The visit of Pelosi, who is second in line to the US presidency and a longtime critic of China, comes amid worsening relations between Washington and Beijing. Republican Newt Gingrich was the last House Speaker to visit Taiwan in 1997.

Taiwan’s foreign ministry said it would not comment on reports of Pelosi’s travel plans. A video by the People’s Liberation Army Eastern Command, showing scenes of military exercises and preparations, posted on state media websites on Monday evening, called on the troops to “stand in order of battle, be ready to fight on command, bury all approaching enemies “.

Read also: Pelosi will be in Taiwan tomorrow – media

The White House called China’s rhetoric baseless and inappropriate. “Congressional leaders often come to Taiwan,” National Security Council spokesman said. John Kirby in an interview with CNN early Monday morning.

“We should not be intimidated by this rhetoric or these potential actions. This is an important trip for the speaker, and we are going to do our best to support it,” the White House said.

During a telephone conversation last Thursday, Chinese President Xi Jinping warned US President Joe Biden that Washington must abide by the principle of one China and that “those who play with fire will perish.”

Biden told Xi that US policy towards Taiwan has not changed and that Washington strongly opposes unilateral efforts to change the status quo or undermine peace and stability across the Taiwan Strait.

Liu Pengyu, spokesman for the Chinese Embassy in Washington on Friday, the next day after Biden’s conversation with Xi Jinpingspoke to reporters with restraint, saying that one of the goals of the dialogue is to ease tensions over Taiwan.

“I think both China and the US don’t want conflict in the Taiwan Strait,” Liu said.

On Monday, Taiwan’s premier Su Tseng-chang did not directly answer the question of whether Pelosi would arrive on Thursday, as local media had suggested.

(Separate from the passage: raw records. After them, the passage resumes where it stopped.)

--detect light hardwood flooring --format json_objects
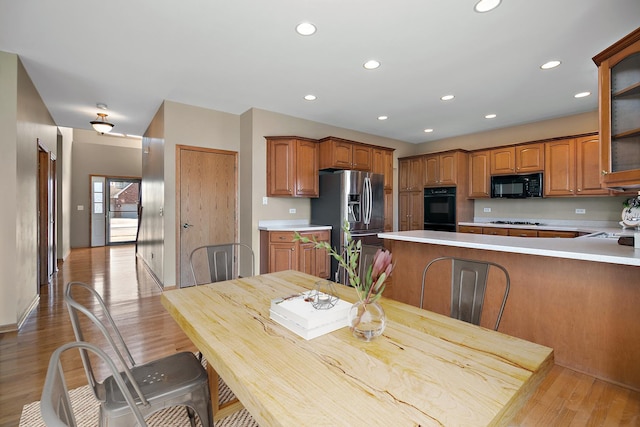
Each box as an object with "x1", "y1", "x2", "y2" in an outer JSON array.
[{"x1": 0, "y1": 245, "x2": 640, "y2": 426}]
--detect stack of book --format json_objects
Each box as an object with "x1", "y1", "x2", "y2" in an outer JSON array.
[{"x1": 269, "y1": 291, "x2": 353, "y2": 340}]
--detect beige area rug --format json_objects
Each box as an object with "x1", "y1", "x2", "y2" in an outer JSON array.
[{"x1": 19, "y1": 360, "x2": 259, "y2": 427}]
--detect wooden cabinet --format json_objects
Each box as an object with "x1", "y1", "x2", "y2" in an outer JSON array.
[
  {"x1": 398, "y1": 190, "x2": 424, "y2": 231},
  {"x1": 544, "y1": 135, "x2": 609, "y2": 197},
  {"x1": 491, "y1": 143, "x2": 544, "y2": 175},
  {"x1": 319, "y1": 136, "x2": 373, "y2": 171},
  {"x1": 260, "y1": 230, "x2": 331, "y2": 279},
  {"x1": 265, "y1": 136, "x2": 319, "y2": 197},
  {"x1": 422, "y1": 151, "x2": 466, "y2": 187},
  {"x1": 371, "y1": 147, "x2": 393, "y2": 190},
  {"x1": 469, "y1": 150, "x2": 491, "y2": 199},
  {"x1": 398, "y1": 156, "x2": 424, "y2": 191},
  {"x1": 593, "y1": 28, "x2": 640, "y2": 188}
]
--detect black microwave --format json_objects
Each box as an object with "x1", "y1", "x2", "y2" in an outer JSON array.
[{"x1": 491, "y1": 173, "x2": 542, "y2": 199}]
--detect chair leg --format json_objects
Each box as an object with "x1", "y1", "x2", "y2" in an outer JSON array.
[{"x1": 186, "y1": 406, "x2": 196, "y2": 427}]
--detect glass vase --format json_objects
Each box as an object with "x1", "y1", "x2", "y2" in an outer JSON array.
[{"x1": 349, "y1": 301, "x2": 387, "y2": 341}]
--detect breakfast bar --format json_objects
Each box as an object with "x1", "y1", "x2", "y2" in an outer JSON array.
[{"x1": 379, "y1": 230, "x2": 640, "y2": 390}]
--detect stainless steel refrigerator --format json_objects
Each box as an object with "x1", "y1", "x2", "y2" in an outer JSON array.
[{"x1": 311, "y1": 170, "x2": 384, "y2": 283}]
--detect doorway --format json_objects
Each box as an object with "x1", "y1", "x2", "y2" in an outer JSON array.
[
  {"x1": 176, "y1": 145, "x2": 238, "y2": 287},
  {"x1": 91, "y1": 175, "x2": 141, "y2": 247}
]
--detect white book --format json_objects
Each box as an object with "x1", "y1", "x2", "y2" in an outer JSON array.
[
  {"x1": 269, "y1": 310, "x2": 349, "y2": 340},
  {"x1": 271, "y1": 291, "x2": 353, "y2": 329}
]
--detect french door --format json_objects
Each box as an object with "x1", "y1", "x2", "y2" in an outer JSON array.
[{"x1": 91, "y1": 175, "x2": 141, "y2": 246}]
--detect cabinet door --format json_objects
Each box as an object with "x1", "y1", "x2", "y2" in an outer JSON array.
[
  {"x1": 515, "y1": 144, "x2": 544, "y2": 173},
  {"x1": 398, "y1": 157, "x2": 423, "y2": 191},
  {"x1": 438, "y1": 152, "x2": 459, "y2": 185},
  {"x1": 593, "y1": 28, "x2": 640, "y2": 188},
  {"x1": 491, "y1": 147, "x2": 516, "y2": 175},
  {"x1": 422, "y1": 156, "x2": 440, "y2": 186},
  {"x1": 384, "y1": 190, "x2": 393, "y2": 231},
  {"x1": 351, "y1": 144, "x2": 372, "y2": 171},
  {"x1": 267, "y1": 139, "x2": 295, "y2": 196},
  {"x1": 544, "y1": 139, "x2": 576, "y2": 196},
  {"x1": 296, "y1": 140, "x2": 320, "y2": 197},
  {"x1": 269, "y1": 242, "x2": 298, "y2": 273},
  {"x1": 409, "y1": 191, "x2": 424, "y2": 230},
  {"x1": 576, "y1": 135, "x2": 609, "y2": 196},
  {"x1": 469, "y1": 150, "x2": 491, "y2": 199}
]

“We always warmly welcome visits to our country by distinguished foreign guests,” he told reporters in Taipei.

On Monday, Pelosi and her delegation met with Singaporean Prime Minister Lee Hsien Loong to discuss issues such as cross-strait relations, the war in Ukraine and climate change, Singapore’s foreign ministry said.

“Prime Minister Lee stressed the importance of a stable US-China relationship for regional peace and security,” the statement said.

Beijing considers Taiwan part of its territory and has never shied away from using force to take control of the island. Taiwan rejects China’s claim to sovereignty and says that only its people can decide the future of the island.